Two incidents in the Burns Lake region on April 1 of smoking organic matter were reported to fire centres and assessed.
The events come as dry conditions since March have seen several fires break out across British Columbia.
The first incident occurred near Ootsa Lake and was an overwintering fire that came from a peat bog, Northwest Fire Centre spokeswoman Carolyn Bartos told Lakes District News.
“A property owner noticed the smoke and called the fire centre. Wildfire assistant Will Roberts from Burns Lake went out to assess it. It was of no risk. A crew will be sent out on [April] 8 to dig it up and douse it with water,” she explained.
“It was part of the Verdun fire. It was smoke that re-appeared in the perimeter of the Verdun Mountain Fire.”
That fire was one of the largest in the region during last summer’s wildfires and grew to more than 47,000 hectares in size.
Overwintering fires are the remains of wildfires that have smouldered underground during the winter months.

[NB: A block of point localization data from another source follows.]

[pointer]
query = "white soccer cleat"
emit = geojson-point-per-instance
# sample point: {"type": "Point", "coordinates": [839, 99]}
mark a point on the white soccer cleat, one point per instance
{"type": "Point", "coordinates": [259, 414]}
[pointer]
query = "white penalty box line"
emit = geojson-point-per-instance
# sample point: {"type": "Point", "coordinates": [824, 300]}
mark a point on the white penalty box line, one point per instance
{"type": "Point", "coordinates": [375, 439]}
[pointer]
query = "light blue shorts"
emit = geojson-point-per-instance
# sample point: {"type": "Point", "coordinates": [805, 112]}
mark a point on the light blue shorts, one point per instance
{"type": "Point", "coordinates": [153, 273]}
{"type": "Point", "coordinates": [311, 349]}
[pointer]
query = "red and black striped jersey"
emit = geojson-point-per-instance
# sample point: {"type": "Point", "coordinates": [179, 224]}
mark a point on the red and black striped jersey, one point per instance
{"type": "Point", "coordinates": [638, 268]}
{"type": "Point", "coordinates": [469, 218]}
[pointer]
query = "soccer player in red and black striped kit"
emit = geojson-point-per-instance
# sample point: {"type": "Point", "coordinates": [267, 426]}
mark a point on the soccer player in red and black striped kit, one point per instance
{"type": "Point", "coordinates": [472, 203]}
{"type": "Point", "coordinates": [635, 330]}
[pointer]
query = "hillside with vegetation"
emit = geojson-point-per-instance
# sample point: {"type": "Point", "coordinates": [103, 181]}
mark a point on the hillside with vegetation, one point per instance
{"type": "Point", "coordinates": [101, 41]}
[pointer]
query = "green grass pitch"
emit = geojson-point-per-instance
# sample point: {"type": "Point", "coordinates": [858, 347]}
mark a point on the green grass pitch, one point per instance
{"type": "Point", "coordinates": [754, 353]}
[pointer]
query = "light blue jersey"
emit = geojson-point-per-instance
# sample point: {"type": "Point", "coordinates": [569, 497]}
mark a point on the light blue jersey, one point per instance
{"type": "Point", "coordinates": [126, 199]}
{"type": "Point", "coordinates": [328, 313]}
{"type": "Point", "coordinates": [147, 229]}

“As the temperature increases it causes the heat to come out. With the right conditions, wind and warming there’s a possibility it could turn into fire,” Bartos said.
The second incident, also reported on April 1 involved smouldering grass about four kilometres north of Highway 16, near Stellako.
A CN Rail crew noticed smoke close to the train tracks and the company called the Prince George Fire Dispatch, said Forrest Tower, a fire information officer with the Prince George Fire Centre.
The crew had brought the smoking grass under control by the time fire service personnel arrived. They checked it and it was not deemed a concern.
“It was under 1 hectare. Sparks might’ve jumped off from metal on metal [on the train tracks]” and burned the grass, Tower said.
The BC Wildfire Service warned in late March of the risks posed by overwintering fires, especially in areas where very intense and large fires burned in 2018.
The service has been monitoring those areas with firefighters and using thermal imaging technology.